Hidung
Cerpen Abdulkadir Linin
DARI kampung menuju
kiosnya di pasar Duya yang berjarak sekitar 10 kilometer, Masri mengendarai
sepeda motor. Di gerbang dusun Kiambang, Masri sering bertemu Farni sedang
berdiri di pinggir jalan raya menunggu kendaraan umum. Biasanya Masri menginjak
rem untuk menyilakan Farni duduk di boncengannya.
Wajar memang. Toh mereka sudah kenal lama. Bersebelahan dusun. Selain itu, jika Farni bikin baju baru selalu datang pada Wita, istri Masri yang pintar menjahit. Jika kebetulan Masri di rumah biasanya Masri akan melucu sehingga Farni terpingkal-pingkal. Maklumlah! Bukankah Masri itu pedagang? Penghuni kios yang tiap hari berhadapan dengan macam-macam lapisan masyarakat. Sejak yang bersafari dengan kancing baju agak besar yang memasuki kiosnya sambil bersiul kecil dengan kedua tangan saling berpegangan di belakang pinggang sambil mendelik-delik karena tidak satu pun barang terpajang itu disukainya: semua murahan!, sampai pada orang gugup bersandal jepit kumal yang malu-malu dan ragu menanyakan harga barang yang disukainya. Cemas kalau-kalau harga barang itu tak terjangkau kantung. Lantas si pedagang marah. Malu, kan?

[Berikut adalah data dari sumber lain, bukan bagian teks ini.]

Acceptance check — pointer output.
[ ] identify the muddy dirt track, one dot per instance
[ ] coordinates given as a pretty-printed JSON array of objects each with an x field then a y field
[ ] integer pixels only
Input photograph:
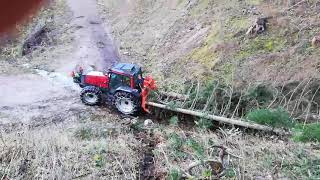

Dari pengalaman 25 tahun menjadi kutu pasar - sejak dagang di kaki lima sampai mampu mengontrak kios kecil ini - Masri beranggapan; meluculah senjata terampuh pemecah kebekuan tatkala pertama kali orang menginjak kiosnya.
Salah satu lelucon Masri yang lekat dalam ingatan Farni adalah ketika tentara menangkap ular di Air Mancur, lalu diletakkan di depan kantor Koramil dan didatangi orang beramai-ramai. Seratus rupiah bagi yang ingin melihat dari dekat. Moncong ular besar itu terikat rajut.
"Eh, Farni, sudah lihat ular?"
"Belum Bang. Besar ularnya?"
"Aduh, bukan main besarnya!"
"Berapa meter?"
"Bayangkan saja, di depan kantor Koramil orang memegang kepalanya. Di Sulaing orang memegang ekornya..." (jarak Koramil-Sulaing 2,5 kilometer).
Farni terkekeh-kekeh sementara Wita menyeringai. Muak! Berpuluh tahun disuguhi banyolan konyol seperti itu.
"Iya, ya. Di Koramil orang pegang kepalanya sendiri. Di Sulaing orang juga pegang ekornya sendiri... hehehe... Macam-macam saja!"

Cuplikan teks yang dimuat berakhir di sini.